"I'm pretty keen on hunting and I like it in the mountains," Deering replied with a laugh. "To start with horses and packers is expensive, but our hunting won't cost much. Then I'd a sort of notion I ought to see you out. We'll let it go at that. For a time the police will watch the railroad, but they'll get tired."
"You're a very good sort," Jimmy declared and resumed: "The Royal North-West boast they have never let a man they really wanted get away."
"Police talk!" said Deering. "Reckon it up. They put two troopers to watch a hundred miles of wilderness. In broken, timbered country a horse can't go and a man can hardly shove along. I allow the boys are smart, but they can't do more than's possible for flesh and blood. When we've put them off our track we'll fix up a scheme."
"Now I think about it, I don't know if I ought to have run away. Stannard rather persuaded me to start."
"Perhaps he was justified. The forestry department bosses can't allow their wardens to be shot. Then you belong to a gang that had killed big-horn on a reserve and engaged a notorious poacher for guide. When Douglas was shot he was getting after your man. On the whole, I reckon I'd have pulled out. But I don't see why Stannard suggested your going for the plains. He ought to know you couldn't make it."
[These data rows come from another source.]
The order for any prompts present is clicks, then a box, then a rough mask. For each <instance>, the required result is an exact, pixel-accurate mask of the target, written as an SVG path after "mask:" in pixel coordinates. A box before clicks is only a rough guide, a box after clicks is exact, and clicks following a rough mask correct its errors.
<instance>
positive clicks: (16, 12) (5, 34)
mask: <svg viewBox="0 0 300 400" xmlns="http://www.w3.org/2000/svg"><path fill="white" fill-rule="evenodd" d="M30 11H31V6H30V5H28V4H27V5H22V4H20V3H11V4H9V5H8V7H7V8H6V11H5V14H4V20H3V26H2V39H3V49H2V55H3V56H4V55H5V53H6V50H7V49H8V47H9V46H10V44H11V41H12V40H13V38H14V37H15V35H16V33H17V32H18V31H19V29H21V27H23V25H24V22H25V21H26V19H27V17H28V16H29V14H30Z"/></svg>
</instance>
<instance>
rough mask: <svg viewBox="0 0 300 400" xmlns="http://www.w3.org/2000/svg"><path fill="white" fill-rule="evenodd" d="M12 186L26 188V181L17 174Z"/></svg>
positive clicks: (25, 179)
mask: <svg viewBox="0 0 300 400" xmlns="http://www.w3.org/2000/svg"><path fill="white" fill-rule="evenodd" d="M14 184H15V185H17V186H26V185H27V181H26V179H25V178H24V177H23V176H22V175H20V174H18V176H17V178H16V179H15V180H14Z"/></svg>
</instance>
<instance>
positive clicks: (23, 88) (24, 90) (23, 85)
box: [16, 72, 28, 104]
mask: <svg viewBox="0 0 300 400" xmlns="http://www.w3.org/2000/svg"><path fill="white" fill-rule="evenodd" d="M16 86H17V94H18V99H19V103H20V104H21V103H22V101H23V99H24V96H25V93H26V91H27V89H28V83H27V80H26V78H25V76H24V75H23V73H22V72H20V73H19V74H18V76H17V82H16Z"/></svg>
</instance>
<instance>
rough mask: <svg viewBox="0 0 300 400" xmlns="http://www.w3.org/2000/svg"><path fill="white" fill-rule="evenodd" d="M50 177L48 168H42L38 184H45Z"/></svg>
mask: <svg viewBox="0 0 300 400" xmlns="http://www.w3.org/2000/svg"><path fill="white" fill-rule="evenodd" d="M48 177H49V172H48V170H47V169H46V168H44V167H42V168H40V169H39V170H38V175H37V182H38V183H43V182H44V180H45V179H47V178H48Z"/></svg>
"He didn't know," Jimmy declared.
"Very well! I reckon he knew you could not get down the neck. Anyhow, he knew the ground; he was up on the range."
Jimmy was vaguely disturbed. Deering's remarks indicated that he was not satisfied and he thought the fellow studied him.
"Stannard reached the neck, but it's obvious he did not go far enough to see the ice-fall."
"I didn't see the ice-fall, but I expected to get up against something of the sort. Stannard's a famous climber."